Intravitreal bevacizumab to treat iris neovascularization and neovascular glaucoma secondary to ischemic retinal diseases in 41 consecutive cases

Taku Wakabayashi, Yusuke Oshima, Hirokazu Sakaguchi, Yasushi Ikuno, Atsuya Miki, Fumi Gomi, Yasumasa Otori, Motohiro Kamei, Shunji Kusaka, Yasuo Tano
Ophthalmology 2008, 115 (9): 1571-80, 1580.e1-3

PURPOSE: To evaluate the biologic efficacy of intravitreal bevacizumab (IVB) for iris neovascularization (INV) or neovascular glaucoma (NVG) in patients with ischemic retinal disorders.

DESIGN: Retrospective, consecutive, interventional case series.

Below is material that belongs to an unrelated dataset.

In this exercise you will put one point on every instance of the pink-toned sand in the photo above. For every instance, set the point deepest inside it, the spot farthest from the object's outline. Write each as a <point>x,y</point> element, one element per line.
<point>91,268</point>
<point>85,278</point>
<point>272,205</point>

PARTICIPANTS: Thirty patients (41 eyes) with INV or NVG secondary to ischemic retinal disorders.

METHODS: Patients received IVB (1 mg) as the initial treatment for INV or NVG and were followed up for at least 6 months. Ophthalmic evaluations included measurement of visual acuity and intraocular pressure (IOP), a complete ophthalmic examination, and fluorescein angiography. Patients were divided into 3 subgroups: INV without elevated IOP (INV group), NVG with an open angle (O-NVG group), and NVG with angle closure (C-NVG group) for outcomes analysis.

MAIN OUTCOME MEASURES: The controllability of IOP by IVB, incidence of recurrence, and requirement for surgery to treat NVG.

RESULTS: No significant ocular or systemic adverse events developed during follow-up (range, 6-22 months; mean, 13.3 months). The mean IOP levels were 14.7, 31.2, and 44.9 mmHg at baseline in the INV, O-NVG, and C-NVG groups, respectively. In the INV group (9 eyes), the INV regressed or resolved after 1 injection. Iris neovascularization recurred in 4 eyes by 6 months and stabilized after repeated injections without IOP elevation. In the O-NVG group (17 eyes), rapid neovascular regression with successful IOP normalization (<or=21 mmHg) occurred in 12 eyes (71%) within 1 week after 1 injection. Five (29%) of the 17 eyes required surgery by 6 months despite repeated IVB injections, and a total of 7 eyes (41%) underwent surgery during follow-up. In the C-NVG group (15 eyes), IVB caused INV resolution but failed to lower the IOP. Fourteen (93%) of 15 eyes required surgery by 2 months after initial IVB and achieved IOP stabilization. The mean interval between IVB and surgery was significantly shorter in the C-NVG group than in the O-NVG group (P<0.001).

CONCLUSIONS: Intravitreal bevacizumab is well tolerated, effectively stabilized INV activity, and controlled IOP in patients with INV alone and early-stage NVG without angle closure. In advanced NVG, IVB cannot control IOP but may be used adjunctively to improve subsequent surgical results. Further evaluation in controlled randomized studies is warranted.